Often times the combination of social security and/or pension benefits may be sufficient to maintain your lifestyle. In that case you may not need to take a distribution from your other investments for living expenses. That, of course, is the best case scenario. But once you need to withdraw funds for retirement, the general rule is to withdraw money from your taxable accounts first before you withdraw from your retirement accounts (IRA, 401k, etc.). The longer you are able to keep money in your tax-deferred or non-taxable accounts the more these accounts will be worth and the more you will be able to withdraw later. In view of the increasing costs of retirement and longer life expectancies this is an important consideration.
So, for example, if you need $1,000 a month during retirement, it normally makes more sense for you use your taxable accounts first rather than withdrawing from your IRA or 401(k). That’s because you would only have to pay tax on the “profit” on the investments which are normally taxed as a capital gain. If there is a loss on the investment you sell then there is no taxable event. However if you withdrew the same money from an IRA the entire amount of the withdrawal is taxable as ordinary income. To net an extra $1,000 per month a tax payer in the 20% tax bracket would be required to withdraw an extra $250 per month (or $3,000 per year) to cover the taxes due on the withdrawal. Over time this extra withdrawal will result in a meaningful diminution of the value of the account. In addition the withdrawal may cause all of your income to be taxed at a higher marginal tax rate.
Required Minimum Distributions
While this general rule may apply to many retirees, there are certain situations that may dictate a different withdrawal strategy. Once you reach age 70 ½, the IRS requires that you withdraw a certain amount from your tax deferred retirement plans (“RMD”). The amount you must withdraw is based on your life expectancy and the assets in your portfolio as of December 31 each year. Even if you don’t need the money you are required to take a withdrawal from your accounts so the government can tax it as income. The good thing is that you are not required to spend that money, so you can actually re-invest it into a taxable account after you withdraw the funds.
Roth IRAs provided an important exception to the rules regarding RMDs. There are no required distributions from a Roth IRA. Furthermore, if you are married your spouse does not have to withdraw the money either (however your beneficiaries will have to withdraw from the Roth IRA following both of your deaths although the distribution will be tax free to them as well). Withdrawals from a Roth IRA are generally tax free because you have already paid the taxes on these funds up-front.
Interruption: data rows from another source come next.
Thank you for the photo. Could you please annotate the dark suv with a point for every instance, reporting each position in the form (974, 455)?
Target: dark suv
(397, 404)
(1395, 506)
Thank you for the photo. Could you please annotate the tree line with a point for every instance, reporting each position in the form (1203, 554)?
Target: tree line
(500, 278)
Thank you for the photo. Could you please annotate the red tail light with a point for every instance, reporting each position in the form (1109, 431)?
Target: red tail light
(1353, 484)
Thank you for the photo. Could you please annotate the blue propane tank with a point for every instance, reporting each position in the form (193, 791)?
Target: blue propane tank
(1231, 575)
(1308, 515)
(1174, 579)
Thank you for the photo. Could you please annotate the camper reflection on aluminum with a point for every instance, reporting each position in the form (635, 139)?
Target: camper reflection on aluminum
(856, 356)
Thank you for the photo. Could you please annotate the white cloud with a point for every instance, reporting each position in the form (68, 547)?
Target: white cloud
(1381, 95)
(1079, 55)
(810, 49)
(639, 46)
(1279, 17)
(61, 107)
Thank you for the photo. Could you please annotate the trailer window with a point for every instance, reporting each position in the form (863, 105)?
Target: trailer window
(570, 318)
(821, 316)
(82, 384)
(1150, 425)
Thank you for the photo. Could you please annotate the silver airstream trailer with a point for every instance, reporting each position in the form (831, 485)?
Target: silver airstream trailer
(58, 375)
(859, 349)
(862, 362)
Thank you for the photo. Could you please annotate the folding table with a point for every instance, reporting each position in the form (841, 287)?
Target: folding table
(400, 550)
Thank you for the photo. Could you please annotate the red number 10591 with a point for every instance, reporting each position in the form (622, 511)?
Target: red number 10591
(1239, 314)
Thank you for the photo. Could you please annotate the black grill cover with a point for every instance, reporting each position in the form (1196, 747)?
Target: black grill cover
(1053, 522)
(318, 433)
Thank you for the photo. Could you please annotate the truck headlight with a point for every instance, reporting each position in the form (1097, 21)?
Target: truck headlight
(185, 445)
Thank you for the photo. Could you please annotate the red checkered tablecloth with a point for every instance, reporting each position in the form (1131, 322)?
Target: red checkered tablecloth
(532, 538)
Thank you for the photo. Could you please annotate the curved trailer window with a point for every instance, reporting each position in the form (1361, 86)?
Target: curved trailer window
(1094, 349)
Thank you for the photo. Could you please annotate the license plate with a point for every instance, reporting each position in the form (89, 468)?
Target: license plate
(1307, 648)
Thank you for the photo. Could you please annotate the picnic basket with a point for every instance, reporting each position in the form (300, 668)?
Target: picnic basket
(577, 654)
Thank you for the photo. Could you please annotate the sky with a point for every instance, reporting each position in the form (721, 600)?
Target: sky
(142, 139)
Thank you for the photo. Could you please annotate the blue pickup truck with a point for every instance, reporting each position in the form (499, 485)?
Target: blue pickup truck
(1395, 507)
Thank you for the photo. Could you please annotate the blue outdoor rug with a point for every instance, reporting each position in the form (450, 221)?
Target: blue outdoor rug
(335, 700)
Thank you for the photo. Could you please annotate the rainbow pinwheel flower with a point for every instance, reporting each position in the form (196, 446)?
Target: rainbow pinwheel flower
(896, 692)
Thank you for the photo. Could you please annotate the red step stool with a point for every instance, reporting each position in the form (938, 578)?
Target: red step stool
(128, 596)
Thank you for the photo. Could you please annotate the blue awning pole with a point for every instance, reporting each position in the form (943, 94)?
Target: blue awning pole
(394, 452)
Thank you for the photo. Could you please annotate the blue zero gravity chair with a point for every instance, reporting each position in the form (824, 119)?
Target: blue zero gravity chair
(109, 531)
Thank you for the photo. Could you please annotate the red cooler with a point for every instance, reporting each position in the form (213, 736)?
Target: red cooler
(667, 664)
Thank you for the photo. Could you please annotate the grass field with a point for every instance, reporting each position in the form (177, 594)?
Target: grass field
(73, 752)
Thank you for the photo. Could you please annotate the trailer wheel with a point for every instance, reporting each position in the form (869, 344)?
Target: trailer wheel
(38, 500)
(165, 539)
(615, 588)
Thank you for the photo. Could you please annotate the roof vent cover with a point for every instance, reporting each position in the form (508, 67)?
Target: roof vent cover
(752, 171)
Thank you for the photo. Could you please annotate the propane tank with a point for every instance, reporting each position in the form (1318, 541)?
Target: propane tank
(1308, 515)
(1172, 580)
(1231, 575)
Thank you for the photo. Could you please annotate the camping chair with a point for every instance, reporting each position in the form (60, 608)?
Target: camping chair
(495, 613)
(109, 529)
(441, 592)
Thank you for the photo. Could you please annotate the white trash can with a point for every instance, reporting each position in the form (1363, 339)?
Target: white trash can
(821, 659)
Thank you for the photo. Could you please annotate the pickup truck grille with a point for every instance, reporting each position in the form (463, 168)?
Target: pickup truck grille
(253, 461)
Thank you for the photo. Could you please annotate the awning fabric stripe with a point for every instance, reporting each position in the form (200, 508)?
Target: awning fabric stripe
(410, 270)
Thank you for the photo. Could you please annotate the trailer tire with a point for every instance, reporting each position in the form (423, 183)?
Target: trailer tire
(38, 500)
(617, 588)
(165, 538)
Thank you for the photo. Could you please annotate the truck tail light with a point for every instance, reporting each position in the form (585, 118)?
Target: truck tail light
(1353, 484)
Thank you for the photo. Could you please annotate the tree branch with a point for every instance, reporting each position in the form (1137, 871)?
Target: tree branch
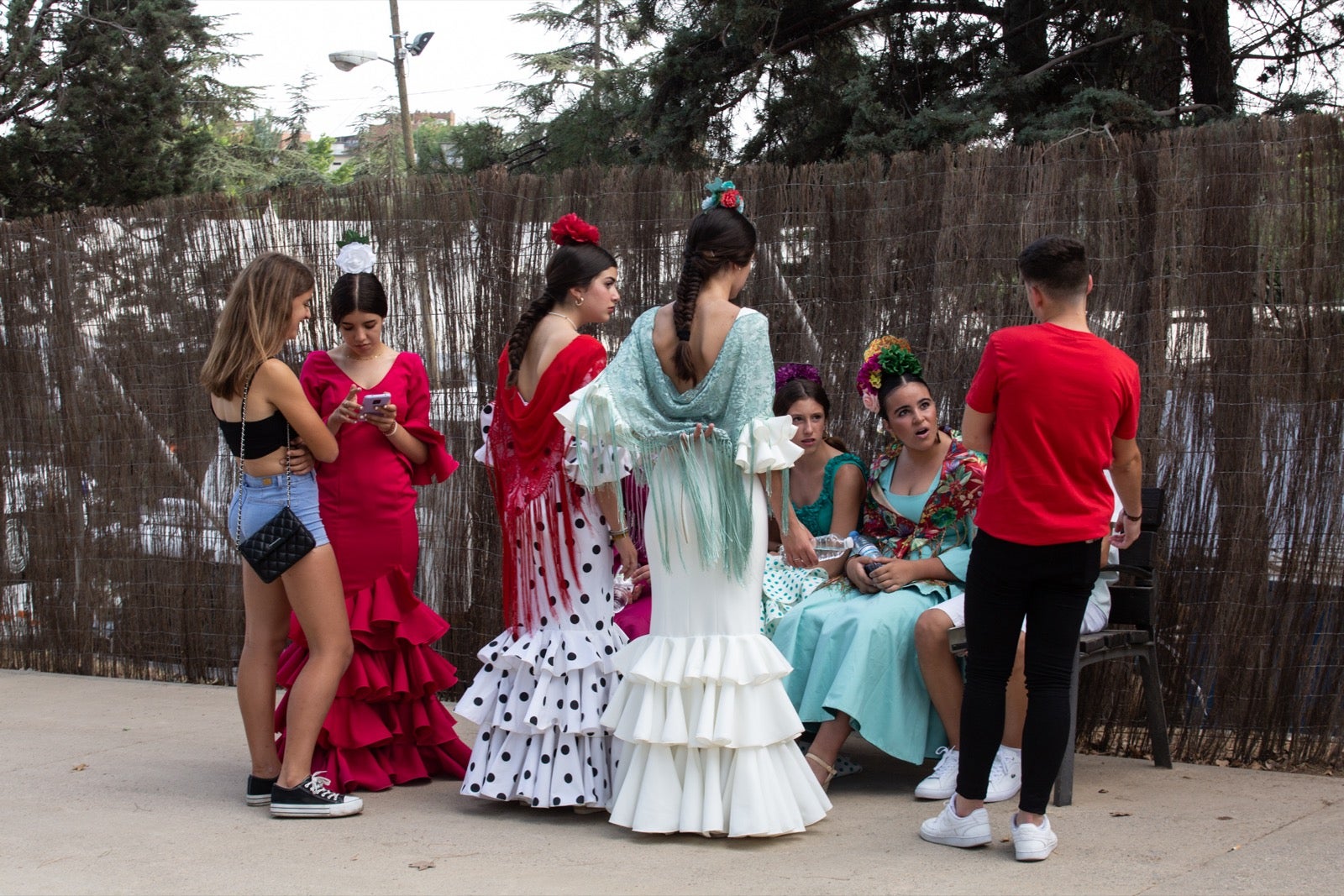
(1077, 53)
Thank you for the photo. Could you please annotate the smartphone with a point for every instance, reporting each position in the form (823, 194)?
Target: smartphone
(374, 402)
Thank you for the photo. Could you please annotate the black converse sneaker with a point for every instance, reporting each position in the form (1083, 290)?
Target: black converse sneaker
(312, 799)
(259, 790)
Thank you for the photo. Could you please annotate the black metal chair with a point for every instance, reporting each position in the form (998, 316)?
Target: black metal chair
(1128, 636)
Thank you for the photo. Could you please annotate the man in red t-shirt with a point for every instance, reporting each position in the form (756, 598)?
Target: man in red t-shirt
(1054, 406)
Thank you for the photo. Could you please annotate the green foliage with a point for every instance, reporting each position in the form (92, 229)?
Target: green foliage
(459, 149)
(107, 102)
(799, 81)
(265, 152)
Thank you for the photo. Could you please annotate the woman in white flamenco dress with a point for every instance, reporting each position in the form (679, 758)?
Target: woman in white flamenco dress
(706, 730)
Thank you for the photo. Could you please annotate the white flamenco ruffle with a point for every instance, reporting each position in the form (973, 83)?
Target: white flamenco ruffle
(765, 445)
(745, 660)
(598, 463)
(753, 792)
(710, 691)
(550, 679)
(703, 715)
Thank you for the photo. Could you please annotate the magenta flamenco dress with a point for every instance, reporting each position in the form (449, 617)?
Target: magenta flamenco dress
(386, 726)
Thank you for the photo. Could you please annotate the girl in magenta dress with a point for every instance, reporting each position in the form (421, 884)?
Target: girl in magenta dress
(386, 726)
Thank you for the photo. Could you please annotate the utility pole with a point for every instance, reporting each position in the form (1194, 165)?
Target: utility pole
(400, 65)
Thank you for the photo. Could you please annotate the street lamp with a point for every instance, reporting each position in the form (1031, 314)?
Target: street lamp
(349, 60)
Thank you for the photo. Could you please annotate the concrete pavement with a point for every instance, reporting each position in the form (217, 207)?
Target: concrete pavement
(136, 788)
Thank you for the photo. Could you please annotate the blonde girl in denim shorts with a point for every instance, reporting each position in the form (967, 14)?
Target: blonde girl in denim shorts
(264, 311)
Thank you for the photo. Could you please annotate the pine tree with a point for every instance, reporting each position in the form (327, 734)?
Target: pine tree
(107, 102)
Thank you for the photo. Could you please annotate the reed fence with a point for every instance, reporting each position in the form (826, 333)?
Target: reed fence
(1218, 257)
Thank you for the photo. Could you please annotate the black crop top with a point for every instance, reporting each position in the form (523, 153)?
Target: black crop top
(264, 437)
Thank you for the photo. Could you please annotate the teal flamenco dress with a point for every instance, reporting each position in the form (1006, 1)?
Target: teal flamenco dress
(853, 652)
(784, 586)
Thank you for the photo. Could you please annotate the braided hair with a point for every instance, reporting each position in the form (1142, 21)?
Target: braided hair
(573, 265)
(717, 238)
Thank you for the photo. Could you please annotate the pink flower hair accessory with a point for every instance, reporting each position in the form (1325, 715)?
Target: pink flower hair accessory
(573, 230)
(885, 355)
(796, 372)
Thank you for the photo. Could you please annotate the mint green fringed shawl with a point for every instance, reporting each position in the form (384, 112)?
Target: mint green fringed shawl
(633, 405)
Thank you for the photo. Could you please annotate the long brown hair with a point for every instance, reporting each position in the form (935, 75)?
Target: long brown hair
(716, 239)
(799, 389)
(571, 266)
(255, 322)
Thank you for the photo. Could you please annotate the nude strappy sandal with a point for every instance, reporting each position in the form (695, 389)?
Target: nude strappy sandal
(830, 770)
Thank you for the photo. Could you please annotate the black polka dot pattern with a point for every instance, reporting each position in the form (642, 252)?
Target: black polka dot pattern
(541, 694)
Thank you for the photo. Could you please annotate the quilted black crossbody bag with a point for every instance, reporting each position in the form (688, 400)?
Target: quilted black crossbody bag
(282, 540)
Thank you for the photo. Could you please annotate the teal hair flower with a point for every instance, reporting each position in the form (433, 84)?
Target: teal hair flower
(351, 235)
(723, 194)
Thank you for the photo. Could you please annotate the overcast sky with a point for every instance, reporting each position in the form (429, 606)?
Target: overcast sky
(459, 71)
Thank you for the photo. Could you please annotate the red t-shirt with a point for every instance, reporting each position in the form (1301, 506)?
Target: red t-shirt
(1058, 398)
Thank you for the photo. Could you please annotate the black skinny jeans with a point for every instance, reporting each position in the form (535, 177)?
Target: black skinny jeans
(1048, 584)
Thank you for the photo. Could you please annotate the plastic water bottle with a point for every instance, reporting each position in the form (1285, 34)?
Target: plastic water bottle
(864, 548)
(828, 546)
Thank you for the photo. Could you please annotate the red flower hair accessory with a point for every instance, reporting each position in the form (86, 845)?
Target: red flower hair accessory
(573, 230)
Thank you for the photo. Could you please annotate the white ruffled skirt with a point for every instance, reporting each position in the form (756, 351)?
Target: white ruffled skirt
(706, 730)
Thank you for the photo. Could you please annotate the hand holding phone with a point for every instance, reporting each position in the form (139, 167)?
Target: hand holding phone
(374, 402)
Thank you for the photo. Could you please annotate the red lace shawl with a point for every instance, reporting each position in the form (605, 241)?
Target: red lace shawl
(528, 452)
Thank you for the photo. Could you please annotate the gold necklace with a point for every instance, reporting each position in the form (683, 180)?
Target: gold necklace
(566, 318)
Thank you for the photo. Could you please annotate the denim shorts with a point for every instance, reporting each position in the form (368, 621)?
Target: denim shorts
(264, 496)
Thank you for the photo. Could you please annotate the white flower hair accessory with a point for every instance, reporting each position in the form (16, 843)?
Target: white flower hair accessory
(355, 257)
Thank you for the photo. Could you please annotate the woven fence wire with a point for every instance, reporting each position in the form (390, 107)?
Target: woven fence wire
(1216, 258)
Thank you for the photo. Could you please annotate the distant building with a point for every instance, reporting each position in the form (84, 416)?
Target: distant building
(346, 147)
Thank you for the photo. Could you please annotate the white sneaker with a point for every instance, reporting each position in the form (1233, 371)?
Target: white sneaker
(942, 782)
(1005, 775)
(1032, 842)
(949, 829)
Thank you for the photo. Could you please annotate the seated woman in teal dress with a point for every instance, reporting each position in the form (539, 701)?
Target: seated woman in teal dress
(826, 488)
(851, 644)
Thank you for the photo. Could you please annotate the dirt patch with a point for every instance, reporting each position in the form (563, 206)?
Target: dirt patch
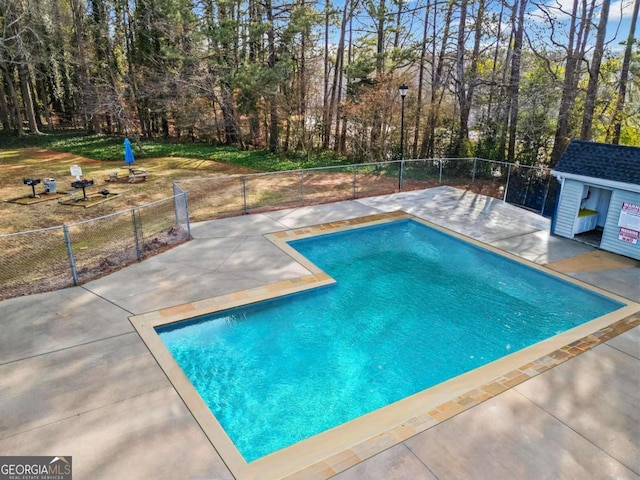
(15, 165)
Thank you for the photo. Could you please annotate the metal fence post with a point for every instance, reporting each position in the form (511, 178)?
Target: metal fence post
(135, 233)
(546, 193)
(355, 181)
(186, 213)
(506, 187)
(244, 195)
(72, 263)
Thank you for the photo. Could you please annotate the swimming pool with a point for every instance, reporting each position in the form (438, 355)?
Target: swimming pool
(339, 447)
(412, 308)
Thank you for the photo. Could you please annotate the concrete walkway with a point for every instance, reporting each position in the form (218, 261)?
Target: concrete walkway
(75, 379)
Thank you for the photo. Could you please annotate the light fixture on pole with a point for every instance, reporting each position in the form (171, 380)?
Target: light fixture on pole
(402, 89)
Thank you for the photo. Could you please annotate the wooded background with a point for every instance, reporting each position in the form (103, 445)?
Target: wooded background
(501, 80)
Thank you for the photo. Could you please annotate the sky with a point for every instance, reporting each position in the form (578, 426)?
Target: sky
(617, 27)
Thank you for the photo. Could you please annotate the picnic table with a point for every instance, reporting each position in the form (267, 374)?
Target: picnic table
(134, 174)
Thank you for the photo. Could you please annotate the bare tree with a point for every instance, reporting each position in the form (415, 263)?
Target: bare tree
(624, 75)
(594, 72)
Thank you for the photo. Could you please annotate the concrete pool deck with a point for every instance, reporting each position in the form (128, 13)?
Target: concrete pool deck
(77, 380)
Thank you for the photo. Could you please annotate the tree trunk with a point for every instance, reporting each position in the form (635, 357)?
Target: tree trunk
(514, 84)
(25, 87)
(594, 72)
(7, 124)
(421, 69)
(427, 147)
(326, 113)
(336, 87)
(13, 98)
(624, 76)
(274, 122)
(376, 125)
(45, 104)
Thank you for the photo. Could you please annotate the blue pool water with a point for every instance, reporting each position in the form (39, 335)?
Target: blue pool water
(412, 307)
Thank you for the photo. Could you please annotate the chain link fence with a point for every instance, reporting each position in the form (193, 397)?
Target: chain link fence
(209, 198)
(58, 257)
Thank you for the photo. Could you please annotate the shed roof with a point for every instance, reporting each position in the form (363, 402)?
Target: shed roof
(617, 163)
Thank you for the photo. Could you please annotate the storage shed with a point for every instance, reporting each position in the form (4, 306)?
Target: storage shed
(599, 199)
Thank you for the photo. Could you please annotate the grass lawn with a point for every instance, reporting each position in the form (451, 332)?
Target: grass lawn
(110, 148)
(34, 162)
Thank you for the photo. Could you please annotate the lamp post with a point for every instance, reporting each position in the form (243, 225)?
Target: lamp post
(402, 89)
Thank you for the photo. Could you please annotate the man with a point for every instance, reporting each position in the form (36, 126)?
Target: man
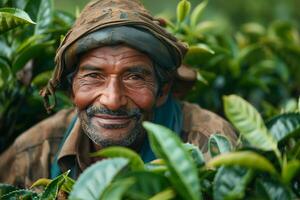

Tax Bracket Impacts Withdrawal Strategy
Obviously, a part of the withdrawal strategy is based on an individual’s tax bracket. If, for example, you are a low tax bracket it may make sense to instead take money from your IRA or 401(k) accounts first. By doing that, you are being taxed on the money at a low rate. Since the minimum required distribution from your IRA normally increases each year as your life expectancy decreases, withdrawing before age 70 ½ will reduce the amount of your required minimum distribution in later years. This could prevent your income from being taxed at higher rates.
One thing I often recommend for many retirees who don’t really need extra income during retirement and want to leave as much money as possible to their children upon death is to convert a portion of their investments to a Roth IRA. By doing this, you pre-pay the taxes for your children, while also reducing the RMDs that you have to withdraw each year on your traditional IRA or 401(k) accounts.The bottom line is that planning is the key to make sure your investments are sufficient to maintain your lifestyle in retirement. In addition to having a plan to minimize your taxes, you should also develop a household budget that you can stick to during retirement to avoid excess spending. The combination of budgeting and tax planning is the best way to ensure you won’t run out of money during retirement.